Towards the end of May 2006, animal rights activists discovered the secret location of the accommodation in the Cotswolds village used by builders working on the construction of Oxford University’s new £20 million laboratory in South Parks Road.  Speak, the group responsible for the Oxford University anti-vivisection protests, posted the address on the internet. The group had intended to demonstrate outside the men's quarters today. The demonstrations were already restricted at the building site by an injunction granted to the University. Furthermore, to prevent the activists from harassing the workers at their living quarters, the injunction had forbade anyone from following vehicles ferrying contractors to the site.  Now a High Court Judge has extended the injunction to cover the workers' living quarters. Although Speak says it uses only legal means[1] to protest against vivisection, there are concerns that high profile sympathisers such as Morrissey will encourage hard line activists to go beyond peaceful protest. However, Thames Valley Police seem unimpressed by such an argument.  They are reported to have said that they were not investigating the singer's comments because there was,

 "no reasonable prospect of getting anything out of it in terms of a conviction".
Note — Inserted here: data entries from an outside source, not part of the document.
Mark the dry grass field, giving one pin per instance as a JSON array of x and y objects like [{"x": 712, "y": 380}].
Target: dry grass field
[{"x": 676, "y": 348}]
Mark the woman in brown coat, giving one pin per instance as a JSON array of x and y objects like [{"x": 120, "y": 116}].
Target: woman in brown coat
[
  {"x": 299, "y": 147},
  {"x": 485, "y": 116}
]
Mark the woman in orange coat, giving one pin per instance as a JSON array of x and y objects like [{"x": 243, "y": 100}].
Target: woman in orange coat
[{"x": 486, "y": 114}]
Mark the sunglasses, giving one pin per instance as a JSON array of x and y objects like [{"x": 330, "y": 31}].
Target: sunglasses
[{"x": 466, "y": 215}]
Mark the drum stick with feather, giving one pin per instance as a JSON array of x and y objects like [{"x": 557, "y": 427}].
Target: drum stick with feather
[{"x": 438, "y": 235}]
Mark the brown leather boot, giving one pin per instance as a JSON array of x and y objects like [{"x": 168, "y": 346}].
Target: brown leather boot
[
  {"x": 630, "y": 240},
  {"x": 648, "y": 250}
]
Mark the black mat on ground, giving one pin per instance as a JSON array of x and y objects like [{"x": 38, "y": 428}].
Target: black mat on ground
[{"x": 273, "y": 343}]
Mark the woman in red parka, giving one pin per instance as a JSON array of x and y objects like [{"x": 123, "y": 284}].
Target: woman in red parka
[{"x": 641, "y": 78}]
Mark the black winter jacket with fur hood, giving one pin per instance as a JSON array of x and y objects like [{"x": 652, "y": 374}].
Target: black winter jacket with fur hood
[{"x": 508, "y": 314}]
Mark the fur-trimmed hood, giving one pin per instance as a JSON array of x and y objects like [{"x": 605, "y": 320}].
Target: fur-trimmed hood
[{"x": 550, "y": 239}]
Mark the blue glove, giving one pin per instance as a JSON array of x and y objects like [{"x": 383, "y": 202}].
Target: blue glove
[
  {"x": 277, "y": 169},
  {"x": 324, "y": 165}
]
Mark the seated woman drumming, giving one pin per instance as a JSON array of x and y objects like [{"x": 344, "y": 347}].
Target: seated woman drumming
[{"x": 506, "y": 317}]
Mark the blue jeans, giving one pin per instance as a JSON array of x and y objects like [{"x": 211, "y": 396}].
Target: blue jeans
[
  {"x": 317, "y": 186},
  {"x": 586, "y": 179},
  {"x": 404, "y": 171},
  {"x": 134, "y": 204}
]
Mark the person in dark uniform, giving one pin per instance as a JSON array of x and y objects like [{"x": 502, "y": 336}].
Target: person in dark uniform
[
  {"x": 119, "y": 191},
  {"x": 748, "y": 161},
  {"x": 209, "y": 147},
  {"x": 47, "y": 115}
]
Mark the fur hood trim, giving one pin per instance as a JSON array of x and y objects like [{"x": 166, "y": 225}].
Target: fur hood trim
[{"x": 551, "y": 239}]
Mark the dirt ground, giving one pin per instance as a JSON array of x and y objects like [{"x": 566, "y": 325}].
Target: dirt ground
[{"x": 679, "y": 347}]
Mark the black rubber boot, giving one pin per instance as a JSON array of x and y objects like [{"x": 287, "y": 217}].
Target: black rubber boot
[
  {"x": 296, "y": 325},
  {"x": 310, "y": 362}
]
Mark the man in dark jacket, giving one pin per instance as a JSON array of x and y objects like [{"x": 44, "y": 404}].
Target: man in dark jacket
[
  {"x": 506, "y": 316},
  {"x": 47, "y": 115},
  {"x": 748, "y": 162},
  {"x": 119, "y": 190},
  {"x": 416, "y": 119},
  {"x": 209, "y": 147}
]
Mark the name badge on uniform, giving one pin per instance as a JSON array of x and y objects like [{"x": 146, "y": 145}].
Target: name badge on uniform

This limp response from the Police is unimpressive, not only because it is of dubious validity and will be seen as carte blanche by the protesters but also because as is so often the case, the Police forget that their brief is to not only to detect crime, but to deter it.  They can make their presence felt and show that they are not putting up with any harassment or intimidation against the workers by these protesters.

 

The root of the problem here is the Labour Government, who for too long appeased the Animal Rights movement.  The Police can be forgiven perhaps for not knowing whether it is politically correct to take a hard line against the harassment inflicted upon pro-vivisectionists.  After all, it was this Government that abandoned all principle and hammered the Hunting Act through Parliament to assuage its Class Warriors.  It was New Labour who accepted a total of £1.13 million in donations from the Political Animal Lobby between 1997 and 2001.  It has been only since the Prime Minister Mr Blair detected a change in the mood of the public concerning animal rights issues that he  has now opportunistically taken a tough stance in favour of animal testing, a mere two years after banning hunting with hounds. 

 

The animal rights movement have yet to realise that the weak public and political consensus in favour of “animal rights” has all but evaporated.  Apparently, so have the Thames Valley Police.

 


[1] Though to me, doggedly following a group of  building site workers and regularly directing a protest at them (even at a distance) looks like harassment, sounds like harassment and feels like harassment within the ambit of the Protection against Harassment Act 1997.